Authors: Dikshant Dharamnarain Jopat, Sovan Saha, Vijaysai Turai, and Sridevi Jaddu
Streamlining Your Data Workflow
In today’s fast-paced data landscape, effective version control and seamless integration are paramount. Snowflake’s Git integration offers a secure and streamlined way to connect your Snowflake environment with a remote Git repository. By leveraging this integration, you can synchronize files from your Git repository to a specialized stage within Snowflake, known as a repository stage. This repository stage functions like a local Git repository, containing a full clone of your remote repository complete with branches, tags, and commits.

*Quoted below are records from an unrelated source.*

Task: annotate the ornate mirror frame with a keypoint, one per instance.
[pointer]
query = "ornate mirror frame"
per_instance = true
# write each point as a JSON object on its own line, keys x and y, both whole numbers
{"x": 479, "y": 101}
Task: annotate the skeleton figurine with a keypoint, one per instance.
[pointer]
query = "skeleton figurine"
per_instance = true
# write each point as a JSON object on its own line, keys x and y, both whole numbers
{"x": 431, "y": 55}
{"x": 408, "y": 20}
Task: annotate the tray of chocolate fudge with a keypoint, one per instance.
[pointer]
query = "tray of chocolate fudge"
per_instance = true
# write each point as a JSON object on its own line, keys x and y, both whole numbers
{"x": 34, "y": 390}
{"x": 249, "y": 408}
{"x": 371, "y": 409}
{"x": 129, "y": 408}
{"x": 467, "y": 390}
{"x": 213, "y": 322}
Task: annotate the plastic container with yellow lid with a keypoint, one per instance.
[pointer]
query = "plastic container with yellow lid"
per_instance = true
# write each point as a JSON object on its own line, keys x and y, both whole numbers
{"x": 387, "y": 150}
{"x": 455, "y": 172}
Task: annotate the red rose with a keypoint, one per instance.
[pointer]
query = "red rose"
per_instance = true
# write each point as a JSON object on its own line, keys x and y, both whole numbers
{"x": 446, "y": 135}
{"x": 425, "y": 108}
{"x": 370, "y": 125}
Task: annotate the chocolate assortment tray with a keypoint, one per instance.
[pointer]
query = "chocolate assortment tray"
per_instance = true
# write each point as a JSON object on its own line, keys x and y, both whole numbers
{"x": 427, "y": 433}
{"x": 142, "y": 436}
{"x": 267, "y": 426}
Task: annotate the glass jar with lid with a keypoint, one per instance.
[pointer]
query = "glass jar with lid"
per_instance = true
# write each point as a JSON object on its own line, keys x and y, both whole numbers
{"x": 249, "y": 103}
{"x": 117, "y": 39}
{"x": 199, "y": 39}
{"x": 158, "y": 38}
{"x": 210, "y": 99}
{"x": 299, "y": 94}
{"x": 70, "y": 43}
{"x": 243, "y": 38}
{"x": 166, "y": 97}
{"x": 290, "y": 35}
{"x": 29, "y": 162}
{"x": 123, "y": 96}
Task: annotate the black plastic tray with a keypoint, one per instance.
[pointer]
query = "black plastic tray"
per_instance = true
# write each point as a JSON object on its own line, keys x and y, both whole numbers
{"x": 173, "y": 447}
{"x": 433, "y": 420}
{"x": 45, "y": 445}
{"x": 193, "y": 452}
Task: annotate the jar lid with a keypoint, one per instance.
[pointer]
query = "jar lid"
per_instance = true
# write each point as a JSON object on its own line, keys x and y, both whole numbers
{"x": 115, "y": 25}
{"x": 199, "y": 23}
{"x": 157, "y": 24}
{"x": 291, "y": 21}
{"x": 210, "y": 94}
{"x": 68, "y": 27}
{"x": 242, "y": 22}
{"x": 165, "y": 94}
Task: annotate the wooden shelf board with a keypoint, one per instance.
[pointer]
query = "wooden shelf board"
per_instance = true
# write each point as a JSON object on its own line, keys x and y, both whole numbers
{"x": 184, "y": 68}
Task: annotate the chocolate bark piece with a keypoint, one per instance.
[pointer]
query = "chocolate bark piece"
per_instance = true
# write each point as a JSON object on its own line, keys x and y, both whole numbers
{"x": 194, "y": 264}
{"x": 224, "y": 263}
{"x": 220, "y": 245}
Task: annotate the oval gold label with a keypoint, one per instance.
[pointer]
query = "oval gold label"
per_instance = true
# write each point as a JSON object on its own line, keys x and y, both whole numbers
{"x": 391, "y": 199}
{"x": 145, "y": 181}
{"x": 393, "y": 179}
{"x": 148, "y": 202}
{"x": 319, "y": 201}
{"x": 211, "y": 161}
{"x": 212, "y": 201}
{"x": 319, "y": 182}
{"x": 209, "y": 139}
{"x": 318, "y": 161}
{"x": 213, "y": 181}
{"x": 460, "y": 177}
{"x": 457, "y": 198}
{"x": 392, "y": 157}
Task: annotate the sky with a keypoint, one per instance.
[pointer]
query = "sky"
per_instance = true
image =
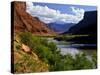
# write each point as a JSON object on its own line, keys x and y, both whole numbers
{"x": 58, "y": 13}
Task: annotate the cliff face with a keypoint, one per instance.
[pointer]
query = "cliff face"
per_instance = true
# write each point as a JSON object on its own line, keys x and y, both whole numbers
{"x": 23, "y": 21}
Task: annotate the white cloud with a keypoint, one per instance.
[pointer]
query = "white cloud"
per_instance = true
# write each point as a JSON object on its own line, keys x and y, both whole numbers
{"x": 49, "y": 15}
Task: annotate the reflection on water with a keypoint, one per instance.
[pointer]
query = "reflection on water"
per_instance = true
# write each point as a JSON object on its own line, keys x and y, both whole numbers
{"x": 73, "y": 48}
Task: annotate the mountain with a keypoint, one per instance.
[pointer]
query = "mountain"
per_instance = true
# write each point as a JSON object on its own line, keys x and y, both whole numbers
{"x": 86, "y": 26}
{"x": 60, "y": 28}
{"x": 23, "y": 22}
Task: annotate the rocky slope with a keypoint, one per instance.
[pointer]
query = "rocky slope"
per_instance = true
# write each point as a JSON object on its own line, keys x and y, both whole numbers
{"x": 23, "y": 21}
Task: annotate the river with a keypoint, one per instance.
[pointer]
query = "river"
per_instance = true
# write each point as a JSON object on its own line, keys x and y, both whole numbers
{"x": 73, "y": 48}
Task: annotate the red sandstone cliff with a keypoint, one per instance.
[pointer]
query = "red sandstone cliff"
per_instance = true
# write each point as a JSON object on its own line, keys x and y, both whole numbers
{"x": 23, "y": 21}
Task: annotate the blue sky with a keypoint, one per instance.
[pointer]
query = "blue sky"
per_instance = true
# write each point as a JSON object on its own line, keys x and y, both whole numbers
{"x": 58, "y": 13}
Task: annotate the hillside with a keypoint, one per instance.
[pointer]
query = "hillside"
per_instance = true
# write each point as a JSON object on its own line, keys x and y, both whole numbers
{"x": 23, "y": 22}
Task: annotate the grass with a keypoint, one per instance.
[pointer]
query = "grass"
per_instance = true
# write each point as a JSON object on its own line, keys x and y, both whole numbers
{"x": 49, "y": 55}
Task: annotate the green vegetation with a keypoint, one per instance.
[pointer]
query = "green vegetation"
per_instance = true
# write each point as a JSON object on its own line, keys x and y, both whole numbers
{"x": 48, "y": 53}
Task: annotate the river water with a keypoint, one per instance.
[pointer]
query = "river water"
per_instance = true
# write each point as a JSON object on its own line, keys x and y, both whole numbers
{"x": 73, "y": 48}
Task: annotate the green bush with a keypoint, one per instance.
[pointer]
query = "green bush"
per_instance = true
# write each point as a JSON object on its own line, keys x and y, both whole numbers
{"x": 48, "y": 52}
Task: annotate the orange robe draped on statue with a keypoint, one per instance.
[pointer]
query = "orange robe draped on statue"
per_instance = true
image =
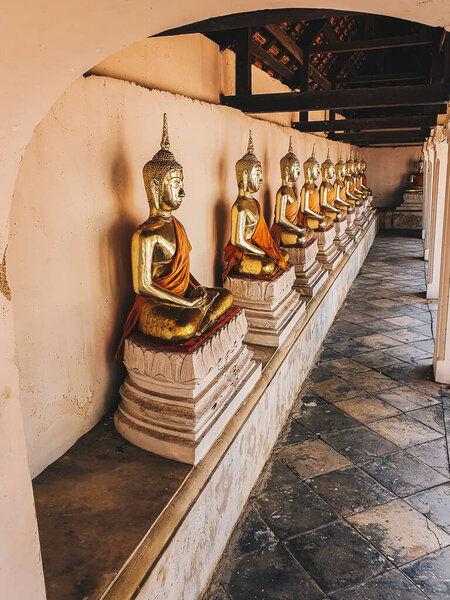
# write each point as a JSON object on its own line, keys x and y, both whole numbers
{"x": 176, "y": 280}
{"x": 261, "y": 238}
{"x": 291, "y": 215}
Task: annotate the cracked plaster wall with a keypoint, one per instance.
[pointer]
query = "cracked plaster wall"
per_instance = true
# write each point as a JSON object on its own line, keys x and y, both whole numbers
{"x": 78, "y": 198}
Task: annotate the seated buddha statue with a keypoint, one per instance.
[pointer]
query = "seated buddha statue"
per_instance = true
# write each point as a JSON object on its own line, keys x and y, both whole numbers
{"x": 286, "y": 229}
{"x": 339, "y": 189}
{"x": 327, "y": 194}
{"x": 251, "y": 250}
{"x": 170, "y": 305}
{"x": 357, "y": 191}
{"x": 352, "y": 197}
{"x": 310, "y": 209}
{"x": 362, "y": 166}
{"x": 415, "y": 180}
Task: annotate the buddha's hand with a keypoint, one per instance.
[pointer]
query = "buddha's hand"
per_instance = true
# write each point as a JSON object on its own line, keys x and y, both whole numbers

With this setup, Snowflake provides a single source of truth for all your SQL scripts, Snowpark functions, procedures, Native Apps, and Streamlit Apps, ensuring that your codebase is consistent and up-to-date across your entire team. By having the repository contents synchronized to your Snowflake account, you can reference and utilize these files directly within Snowflake, just as you would with any other staged file.
Currently, Snowflake supports Git integration with several major platforms, including GitHub, GitLab, BitBucket, and Azure DevOps. This broad compatibility ensures that no matter where your code is hosted, you can seamlessly integrate it into your Snowflake workflows, enhancing collaboration, efficiency, and version control in your data operations.
Steps to set up
Step 1: Create a secret, to contain credentials for authenticating with the repository.
CREATE OR REPLACE SECRET my_secret
TYPE = PASSWORD
USERNAME = ‘test’
PASSWORD = ‘github_sjhsdjkfdsdcbcuilbjdsskahcncmjkdlhfsjdcnmdlaskjkcxm’
COMMENT = ‘my git login’ ;
Step 2: Create an API integration to specify details about Snowflake interaction with the Git repository API.
CREATE OR REPLACE API INTEGRATION git_api_integration
API_PROVIDER = git_https_api
API_ALLOWED_PREFIXES = (‘https://github.com/test-repo’)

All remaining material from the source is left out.